"Scudo"/ Alfano: "Reiterabilità non è questione vitale"
Il ministro della Giustizia, Angelino Alfano, ritiene che la non reiterabilità del Lodo Alfano sia una questione non vitale per il futuro del provvedimento. "E' un tema che affronteremo. Non mi pare una questione - ha detto il Guardasigilli a margine dell'assemblea degli industriali di Monza e Brianza - su cui vive o muore questo progetto di legge.

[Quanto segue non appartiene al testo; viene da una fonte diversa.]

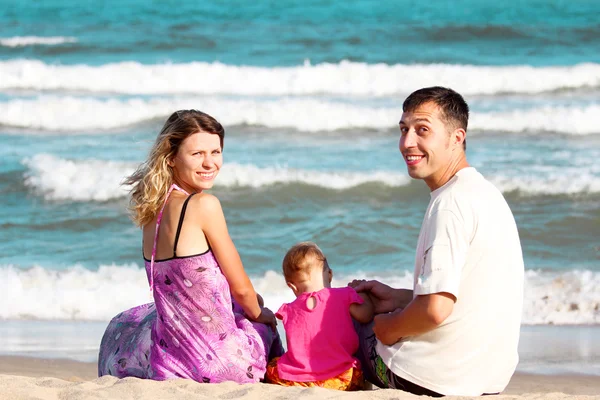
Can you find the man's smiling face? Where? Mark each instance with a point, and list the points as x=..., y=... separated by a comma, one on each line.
x=425, y=143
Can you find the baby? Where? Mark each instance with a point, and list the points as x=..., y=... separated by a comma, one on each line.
x=320, y=334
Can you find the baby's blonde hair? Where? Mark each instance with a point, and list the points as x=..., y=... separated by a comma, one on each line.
x=301, y=259
x=151, y=181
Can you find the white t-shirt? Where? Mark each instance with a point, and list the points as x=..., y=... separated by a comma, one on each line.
x=468, y=246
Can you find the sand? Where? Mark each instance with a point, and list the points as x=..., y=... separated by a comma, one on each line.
x=34, y=378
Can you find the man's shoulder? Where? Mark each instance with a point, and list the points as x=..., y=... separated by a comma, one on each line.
x=467, y=186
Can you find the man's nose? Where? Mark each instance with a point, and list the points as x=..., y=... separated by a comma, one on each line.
x=409, y=140
x=208, y=161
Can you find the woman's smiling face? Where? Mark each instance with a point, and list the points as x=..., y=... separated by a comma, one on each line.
x=197, y=162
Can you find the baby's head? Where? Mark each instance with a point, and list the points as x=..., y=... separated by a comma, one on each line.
x=305, y=268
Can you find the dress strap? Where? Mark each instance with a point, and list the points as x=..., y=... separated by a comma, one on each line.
x=180, y=224
x=158, y=219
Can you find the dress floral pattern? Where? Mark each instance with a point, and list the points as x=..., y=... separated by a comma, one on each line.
x=193, y=330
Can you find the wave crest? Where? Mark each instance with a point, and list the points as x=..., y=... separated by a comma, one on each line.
x=343, y=78
x=90, y=115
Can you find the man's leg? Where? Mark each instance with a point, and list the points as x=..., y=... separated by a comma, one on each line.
x=375, y=370
x=367, y=353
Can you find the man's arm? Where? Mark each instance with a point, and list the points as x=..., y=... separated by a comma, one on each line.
x=421, y=315
x=385, y=299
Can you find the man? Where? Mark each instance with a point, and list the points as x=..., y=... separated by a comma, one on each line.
x=457, y=332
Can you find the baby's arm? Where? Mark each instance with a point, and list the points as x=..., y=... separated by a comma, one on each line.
x=363, y=313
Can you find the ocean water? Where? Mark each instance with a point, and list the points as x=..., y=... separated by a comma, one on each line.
x=310, y=96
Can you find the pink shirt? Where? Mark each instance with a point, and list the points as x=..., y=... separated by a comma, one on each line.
x=320, y=341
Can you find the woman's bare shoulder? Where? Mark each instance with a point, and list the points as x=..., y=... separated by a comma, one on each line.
x=205, y=202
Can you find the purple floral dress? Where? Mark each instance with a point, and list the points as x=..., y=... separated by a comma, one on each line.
x=194, y=329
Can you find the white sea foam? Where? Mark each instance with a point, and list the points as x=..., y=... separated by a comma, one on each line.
x=81, y=114
x=22, y=41
x=88, y=115
x=570, y=297
x=93, y=180
x=344, y=78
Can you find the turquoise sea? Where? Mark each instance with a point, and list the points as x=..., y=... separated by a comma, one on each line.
x=310, y=95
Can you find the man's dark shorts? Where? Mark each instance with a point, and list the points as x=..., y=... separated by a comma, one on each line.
x=374, y=368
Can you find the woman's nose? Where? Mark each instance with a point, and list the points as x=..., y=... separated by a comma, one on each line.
x=208, y=161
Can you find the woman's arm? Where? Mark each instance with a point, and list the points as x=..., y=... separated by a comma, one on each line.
x=215, y=228
x=363, y=313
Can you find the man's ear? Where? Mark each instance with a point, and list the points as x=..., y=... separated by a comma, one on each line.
x=458, y=137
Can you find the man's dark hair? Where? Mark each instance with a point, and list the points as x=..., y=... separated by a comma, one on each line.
x=454, y=109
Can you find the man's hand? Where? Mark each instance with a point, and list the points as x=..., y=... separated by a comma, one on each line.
x=384, y=328
x=385, y=299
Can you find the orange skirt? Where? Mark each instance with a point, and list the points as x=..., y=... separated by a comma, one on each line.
x=349, y=380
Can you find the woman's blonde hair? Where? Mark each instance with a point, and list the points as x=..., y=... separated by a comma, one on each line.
x=151, y=181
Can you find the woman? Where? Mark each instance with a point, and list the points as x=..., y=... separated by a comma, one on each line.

È un tema che affronteremo con serenità trovando tutti insieme l'assetto più equilibrato per assicurare al Paese una legge che serve al buon funzionamento delle istituzioni". Il ministro ha ricordato che domani la commissione Affari costituzionali del Senato "si riunirà e valuterà la tutela della serenità dello svolgimento della funzione delle alte cariche dello Stato". Si tratta di un'esigenza, ha aggiunto Alfano, "già riconosciuta dalla Corte Costituzionale e troveremo l'assetto più equilibrato". La questione della non reiterabilità è stata introdotta sabato da Asolo dal presidente della Camera, Gianfranco Fini, il quale ha detto che Futuro e Libertà presenterà emendamenti per far sì che lo scudo processuale per capo dello Stato e del governo non sia rinnovabile.
Al Senato, il vero confronto sul Lodo Alfano potrà avvenire, molto probabilmente, soltanto in Aula. Nella commissione Affari Costituzionali di Palazzo Madama, infatti, i senatori favorevoli alla reiterabilità dello «scudo» per le alte cariche dello Stato e quelli contrari sono in parità: 13 a 13. Aghi della bilancia, ancora una volta, i senatori di Fli, Maurizio Saia, e dell'Mpa, Franco Pistorio. I parlamentari del centrodestra sono in tutto 13: 11 del Pdl più 2 della Lega. Per l'opposizione, invece, si contano 9 esponenti del Pd, uno dell'Idv e uno dell'Udc-Minoranze linguistiche. Se a questi ultimi, si aggiungessero anche Saia e Pistorio, la parità sarebbe raggiunta, perché si troverebbero 13 contro 13. Ma, al Senato, il verdetto di parità significa voto contrario.
In queste condizioni, sarebbe difficile far passare gli emendamenti sulla reiterabilità. Ma sarebbe ancora più difficile, almeno a giudicare da quanto ribadito sabato dal presidente della Camera, Gianfranco Fini («no a reiterabilità sarebbe una legge ad personam»), far passare l'intero provvedimento senza che vi sia stata introdotta la norma che vieta al presidente del Consiglio e al capo dello Stato di avvalersi dello 'scudo giudiziario' per più di una volta. Così, si spiega anche nel Pdl, è molto probabile che il termine per la presentazione degli emendamenti non si riapra in commissione, come ipotizzato anche ieri dal capogruppo Maurizio Gasparri («di fronte a un evento eccezionale come la lettera del presidente della Repubblica le questioni procedurali diventano secondarie»), ma che si vada direttamente in Aula dove il centrodestra può contare su numeri più ampi (161 Pdl e Lega contro i 148 di Pd-Idv-Udc e Fli senza contare i 12 del Misto).
Martedì, così, si continueranno a votare le proposte di modifica, ma l'impasse sembra ormai inevitabile. Tanto che il Pdl ha convocato per il giorno dopo una riunione di vertice per decidere il da farsi. Strategia parlamentare a parte, la polemica politica non si placa. Il segretario Pd Pierluigi Bersani ribadisce che il referendum confermativo «spazzerà via» il provvedimento, quindi «di che si sta parlando?». Il leader Udc Pier Ferdinando Casini, intanto, avverte: il «macigno della reiterabilità» va rimosso. Sul fronte dei finiani, Maurizio Saia annuncia emendamenti per impedire che il beneficio venga concesso più volte. Il fatto, interviene Carmelo Briguglio, è che Fli non può più fare «il donatore di sangue» a favore di Berlusconi, pena «entrare in contraddizione» col proprio progetto politico.